Since 2016, Orbis India has played a leading role in the Refractive Error Among Children (REACH) programme.
REACH is an innovative model that identifies and treats children with refractive error. It provides glasses where necessary and allows users to manage each patient’s screening, referral and treatment journey on a bespoke database (REACHSoft).
This year, our programmes adapted to pandemic restrictions, applying a ‘dual screening’ approach by visiting children in their homes and at school. We retained the approach once schools had reopened to make sure as many children as possible were screened.
In Province 1, despite the challenges of school closures, Orbis partners achieved 95% of their screening target, 164% of their prescriptions target, and 123% of their surgery target. Female Community Health Volunteers (FCHVs), who are skilled in engaging parents and children about the importance of good eye health, were key to reaching people in their homes.
Meanwhile, in the final quarter alone, the project teams visited 142 schools and screened nearly 60,000 children, leading to 3,736 prescriptions for glasses and 40 critical eye operations. Once prescribed glasses, it can be challenging to make sure children wear them.
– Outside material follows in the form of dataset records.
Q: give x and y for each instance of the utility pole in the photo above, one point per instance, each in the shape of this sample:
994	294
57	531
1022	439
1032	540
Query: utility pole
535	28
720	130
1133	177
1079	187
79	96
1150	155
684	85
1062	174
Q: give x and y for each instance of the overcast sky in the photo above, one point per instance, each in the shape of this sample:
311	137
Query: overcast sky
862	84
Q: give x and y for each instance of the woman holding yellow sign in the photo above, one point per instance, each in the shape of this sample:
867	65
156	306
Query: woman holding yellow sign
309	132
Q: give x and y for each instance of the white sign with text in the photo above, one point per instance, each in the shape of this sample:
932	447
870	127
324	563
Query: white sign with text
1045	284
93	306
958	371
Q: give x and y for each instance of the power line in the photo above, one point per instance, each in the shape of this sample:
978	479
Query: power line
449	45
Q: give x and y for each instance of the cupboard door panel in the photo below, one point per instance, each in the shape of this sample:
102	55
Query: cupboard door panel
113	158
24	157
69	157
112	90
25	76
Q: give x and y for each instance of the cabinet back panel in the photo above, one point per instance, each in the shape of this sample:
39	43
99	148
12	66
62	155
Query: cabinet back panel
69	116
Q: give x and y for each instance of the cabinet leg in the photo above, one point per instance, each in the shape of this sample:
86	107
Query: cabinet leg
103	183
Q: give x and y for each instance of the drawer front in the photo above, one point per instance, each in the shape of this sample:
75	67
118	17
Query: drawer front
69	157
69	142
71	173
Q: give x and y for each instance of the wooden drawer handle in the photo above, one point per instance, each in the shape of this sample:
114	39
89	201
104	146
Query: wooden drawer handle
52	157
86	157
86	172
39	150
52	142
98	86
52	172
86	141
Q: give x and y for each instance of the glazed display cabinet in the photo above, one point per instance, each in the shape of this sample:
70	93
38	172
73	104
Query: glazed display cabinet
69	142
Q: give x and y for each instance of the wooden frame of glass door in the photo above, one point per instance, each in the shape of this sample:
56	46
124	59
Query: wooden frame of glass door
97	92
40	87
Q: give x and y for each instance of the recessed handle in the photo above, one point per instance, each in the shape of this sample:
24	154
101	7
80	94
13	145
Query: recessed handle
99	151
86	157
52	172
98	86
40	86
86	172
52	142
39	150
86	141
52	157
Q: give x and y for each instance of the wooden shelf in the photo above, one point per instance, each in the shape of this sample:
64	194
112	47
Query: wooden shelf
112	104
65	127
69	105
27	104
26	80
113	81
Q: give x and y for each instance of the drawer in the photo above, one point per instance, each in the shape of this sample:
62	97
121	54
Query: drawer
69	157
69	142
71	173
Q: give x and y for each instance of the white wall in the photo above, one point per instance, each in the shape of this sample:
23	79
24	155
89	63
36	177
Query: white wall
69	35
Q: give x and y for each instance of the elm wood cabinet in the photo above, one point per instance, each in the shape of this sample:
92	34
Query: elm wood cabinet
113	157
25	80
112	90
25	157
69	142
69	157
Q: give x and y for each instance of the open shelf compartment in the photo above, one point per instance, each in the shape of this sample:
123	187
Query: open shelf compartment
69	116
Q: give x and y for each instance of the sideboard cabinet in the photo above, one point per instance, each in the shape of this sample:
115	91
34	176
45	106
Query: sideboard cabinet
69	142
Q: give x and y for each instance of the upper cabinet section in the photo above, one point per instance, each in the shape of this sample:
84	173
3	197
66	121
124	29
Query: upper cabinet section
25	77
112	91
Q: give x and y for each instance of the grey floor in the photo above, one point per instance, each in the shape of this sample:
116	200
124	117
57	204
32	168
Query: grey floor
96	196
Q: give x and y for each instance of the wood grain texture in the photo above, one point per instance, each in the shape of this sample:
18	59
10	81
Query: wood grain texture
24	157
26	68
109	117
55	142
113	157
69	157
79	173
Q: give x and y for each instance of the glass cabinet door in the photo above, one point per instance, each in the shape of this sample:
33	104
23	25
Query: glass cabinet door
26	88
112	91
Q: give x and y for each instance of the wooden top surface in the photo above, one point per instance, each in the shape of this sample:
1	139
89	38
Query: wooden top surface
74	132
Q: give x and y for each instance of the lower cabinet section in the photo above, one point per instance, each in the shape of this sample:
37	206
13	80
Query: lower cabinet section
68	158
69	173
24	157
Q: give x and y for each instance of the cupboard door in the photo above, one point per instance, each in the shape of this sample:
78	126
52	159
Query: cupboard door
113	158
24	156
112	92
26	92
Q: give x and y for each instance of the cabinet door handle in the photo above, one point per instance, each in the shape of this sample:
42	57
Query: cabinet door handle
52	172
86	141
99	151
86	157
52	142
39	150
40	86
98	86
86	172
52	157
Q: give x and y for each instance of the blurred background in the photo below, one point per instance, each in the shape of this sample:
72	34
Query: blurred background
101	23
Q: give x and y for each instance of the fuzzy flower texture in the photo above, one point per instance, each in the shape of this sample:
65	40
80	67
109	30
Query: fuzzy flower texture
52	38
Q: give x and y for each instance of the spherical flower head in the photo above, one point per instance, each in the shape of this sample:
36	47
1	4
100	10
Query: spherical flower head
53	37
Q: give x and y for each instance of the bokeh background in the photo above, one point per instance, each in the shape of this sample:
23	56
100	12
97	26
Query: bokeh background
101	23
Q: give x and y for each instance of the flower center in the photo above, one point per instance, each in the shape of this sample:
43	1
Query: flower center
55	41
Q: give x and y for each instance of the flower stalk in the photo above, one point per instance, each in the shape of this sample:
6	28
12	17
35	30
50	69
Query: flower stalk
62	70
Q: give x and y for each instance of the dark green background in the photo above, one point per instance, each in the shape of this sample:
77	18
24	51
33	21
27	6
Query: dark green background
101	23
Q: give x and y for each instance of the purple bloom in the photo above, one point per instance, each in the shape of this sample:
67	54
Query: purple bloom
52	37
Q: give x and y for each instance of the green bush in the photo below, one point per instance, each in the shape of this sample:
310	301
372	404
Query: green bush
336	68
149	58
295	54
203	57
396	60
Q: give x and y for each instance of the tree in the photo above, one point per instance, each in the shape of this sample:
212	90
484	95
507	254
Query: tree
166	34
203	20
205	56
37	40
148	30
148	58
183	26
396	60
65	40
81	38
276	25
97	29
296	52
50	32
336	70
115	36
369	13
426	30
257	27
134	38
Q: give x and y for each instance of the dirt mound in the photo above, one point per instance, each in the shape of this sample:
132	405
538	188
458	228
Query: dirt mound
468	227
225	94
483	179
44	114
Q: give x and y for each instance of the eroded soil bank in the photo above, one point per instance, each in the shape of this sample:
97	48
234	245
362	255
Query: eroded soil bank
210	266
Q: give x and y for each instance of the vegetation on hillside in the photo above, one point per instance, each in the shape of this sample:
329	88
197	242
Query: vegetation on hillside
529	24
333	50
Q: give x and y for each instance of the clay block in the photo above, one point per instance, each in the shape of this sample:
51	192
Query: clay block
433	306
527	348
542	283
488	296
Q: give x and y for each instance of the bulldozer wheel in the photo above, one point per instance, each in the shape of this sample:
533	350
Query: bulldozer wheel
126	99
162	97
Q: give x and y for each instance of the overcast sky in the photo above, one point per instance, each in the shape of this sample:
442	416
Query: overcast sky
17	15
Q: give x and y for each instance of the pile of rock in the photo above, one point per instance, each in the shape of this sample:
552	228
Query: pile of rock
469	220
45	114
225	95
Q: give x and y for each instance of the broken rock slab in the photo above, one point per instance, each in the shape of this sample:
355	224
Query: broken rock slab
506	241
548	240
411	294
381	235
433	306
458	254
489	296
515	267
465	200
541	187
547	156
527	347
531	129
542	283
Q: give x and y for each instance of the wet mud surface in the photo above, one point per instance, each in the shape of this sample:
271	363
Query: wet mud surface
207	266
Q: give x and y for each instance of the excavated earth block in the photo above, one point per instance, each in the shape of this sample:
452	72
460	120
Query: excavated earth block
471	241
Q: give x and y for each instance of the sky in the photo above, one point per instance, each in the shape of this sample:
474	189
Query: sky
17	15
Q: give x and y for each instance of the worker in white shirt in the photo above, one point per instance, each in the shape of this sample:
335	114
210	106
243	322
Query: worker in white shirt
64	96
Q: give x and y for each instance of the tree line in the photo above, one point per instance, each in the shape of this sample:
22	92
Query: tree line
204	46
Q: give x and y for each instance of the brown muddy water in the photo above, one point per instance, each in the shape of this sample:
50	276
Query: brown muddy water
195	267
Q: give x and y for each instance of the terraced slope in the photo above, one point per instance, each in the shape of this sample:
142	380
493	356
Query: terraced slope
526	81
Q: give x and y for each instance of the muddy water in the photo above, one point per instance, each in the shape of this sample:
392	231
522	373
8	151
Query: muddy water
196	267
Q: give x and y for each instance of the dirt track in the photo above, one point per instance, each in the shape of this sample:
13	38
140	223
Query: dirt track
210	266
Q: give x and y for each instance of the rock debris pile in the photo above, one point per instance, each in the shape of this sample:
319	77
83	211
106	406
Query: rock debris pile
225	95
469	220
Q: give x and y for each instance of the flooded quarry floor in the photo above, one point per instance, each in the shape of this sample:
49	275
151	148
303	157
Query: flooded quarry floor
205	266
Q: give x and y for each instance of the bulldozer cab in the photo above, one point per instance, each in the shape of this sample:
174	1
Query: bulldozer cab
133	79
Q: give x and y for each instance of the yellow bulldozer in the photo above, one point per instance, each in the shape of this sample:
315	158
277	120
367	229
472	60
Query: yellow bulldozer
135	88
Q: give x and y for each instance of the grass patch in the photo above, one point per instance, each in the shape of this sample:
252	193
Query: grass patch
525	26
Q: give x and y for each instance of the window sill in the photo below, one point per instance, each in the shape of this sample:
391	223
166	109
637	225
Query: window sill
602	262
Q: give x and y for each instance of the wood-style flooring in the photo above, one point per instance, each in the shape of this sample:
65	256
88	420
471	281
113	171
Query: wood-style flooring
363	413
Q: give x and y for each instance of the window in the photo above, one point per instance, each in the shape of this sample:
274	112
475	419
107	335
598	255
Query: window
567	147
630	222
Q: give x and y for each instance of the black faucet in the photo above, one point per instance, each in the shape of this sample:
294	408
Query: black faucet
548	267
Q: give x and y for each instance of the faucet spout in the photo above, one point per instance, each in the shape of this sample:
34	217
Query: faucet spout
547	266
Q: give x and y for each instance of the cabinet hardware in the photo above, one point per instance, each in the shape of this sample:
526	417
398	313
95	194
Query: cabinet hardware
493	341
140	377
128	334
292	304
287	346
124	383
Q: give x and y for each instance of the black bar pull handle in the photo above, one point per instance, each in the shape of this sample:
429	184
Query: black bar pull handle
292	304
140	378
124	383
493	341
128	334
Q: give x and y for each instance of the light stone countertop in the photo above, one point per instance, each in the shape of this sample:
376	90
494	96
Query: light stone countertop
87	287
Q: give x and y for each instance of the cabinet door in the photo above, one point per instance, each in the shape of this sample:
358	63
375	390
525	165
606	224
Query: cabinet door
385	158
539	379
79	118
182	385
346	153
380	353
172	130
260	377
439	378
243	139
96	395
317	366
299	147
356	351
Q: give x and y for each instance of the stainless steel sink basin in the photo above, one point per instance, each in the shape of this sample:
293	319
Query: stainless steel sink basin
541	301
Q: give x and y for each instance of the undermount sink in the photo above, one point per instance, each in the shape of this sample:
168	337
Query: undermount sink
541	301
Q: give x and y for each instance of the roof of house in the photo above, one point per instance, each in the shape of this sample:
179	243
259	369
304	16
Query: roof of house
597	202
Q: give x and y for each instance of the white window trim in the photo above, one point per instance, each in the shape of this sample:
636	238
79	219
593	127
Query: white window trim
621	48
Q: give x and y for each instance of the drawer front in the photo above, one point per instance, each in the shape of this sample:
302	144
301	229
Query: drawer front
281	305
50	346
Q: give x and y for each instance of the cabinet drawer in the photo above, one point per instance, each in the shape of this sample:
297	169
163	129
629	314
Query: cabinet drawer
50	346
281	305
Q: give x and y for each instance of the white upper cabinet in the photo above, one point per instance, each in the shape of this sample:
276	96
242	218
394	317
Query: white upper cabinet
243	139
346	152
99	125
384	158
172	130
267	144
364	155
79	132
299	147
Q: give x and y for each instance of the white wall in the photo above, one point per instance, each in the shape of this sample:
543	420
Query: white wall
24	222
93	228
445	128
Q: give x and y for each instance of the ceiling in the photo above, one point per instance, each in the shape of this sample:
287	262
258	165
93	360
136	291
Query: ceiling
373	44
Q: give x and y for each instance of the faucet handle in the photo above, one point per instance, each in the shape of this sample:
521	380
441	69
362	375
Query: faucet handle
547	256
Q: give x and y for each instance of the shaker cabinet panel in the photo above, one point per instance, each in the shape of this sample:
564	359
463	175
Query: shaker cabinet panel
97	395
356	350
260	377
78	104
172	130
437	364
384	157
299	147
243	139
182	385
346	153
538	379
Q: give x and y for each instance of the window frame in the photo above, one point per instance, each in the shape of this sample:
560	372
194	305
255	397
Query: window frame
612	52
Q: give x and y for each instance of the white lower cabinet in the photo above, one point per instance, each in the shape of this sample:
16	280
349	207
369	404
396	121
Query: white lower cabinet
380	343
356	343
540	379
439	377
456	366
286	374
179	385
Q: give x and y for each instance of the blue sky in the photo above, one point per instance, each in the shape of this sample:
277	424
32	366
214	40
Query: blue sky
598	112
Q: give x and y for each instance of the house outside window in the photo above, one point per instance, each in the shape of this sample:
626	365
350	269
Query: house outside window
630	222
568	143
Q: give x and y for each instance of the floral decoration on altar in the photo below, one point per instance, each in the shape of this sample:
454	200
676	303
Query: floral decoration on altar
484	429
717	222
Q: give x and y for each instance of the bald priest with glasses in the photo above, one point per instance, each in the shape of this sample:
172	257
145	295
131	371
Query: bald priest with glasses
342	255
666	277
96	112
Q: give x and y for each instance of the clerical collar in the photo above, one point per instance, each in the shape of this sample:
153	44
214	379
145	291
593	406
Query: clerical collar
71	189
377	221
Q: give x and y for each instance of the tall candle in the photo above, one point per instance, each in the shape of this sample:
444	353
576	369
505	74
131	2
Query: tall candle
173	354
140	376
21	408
There remains a stigma around needing glasses, and children with refractive error are often teased and excluded from social groups. This year, Orbis-funded teams provided counselling and raised awareness in-person and over the phone to combat these issues. Overall, 64% of children in Province 1 were wearing their new glasses correctly, which is encouraging considering the disruption caused by pandemic restrictions.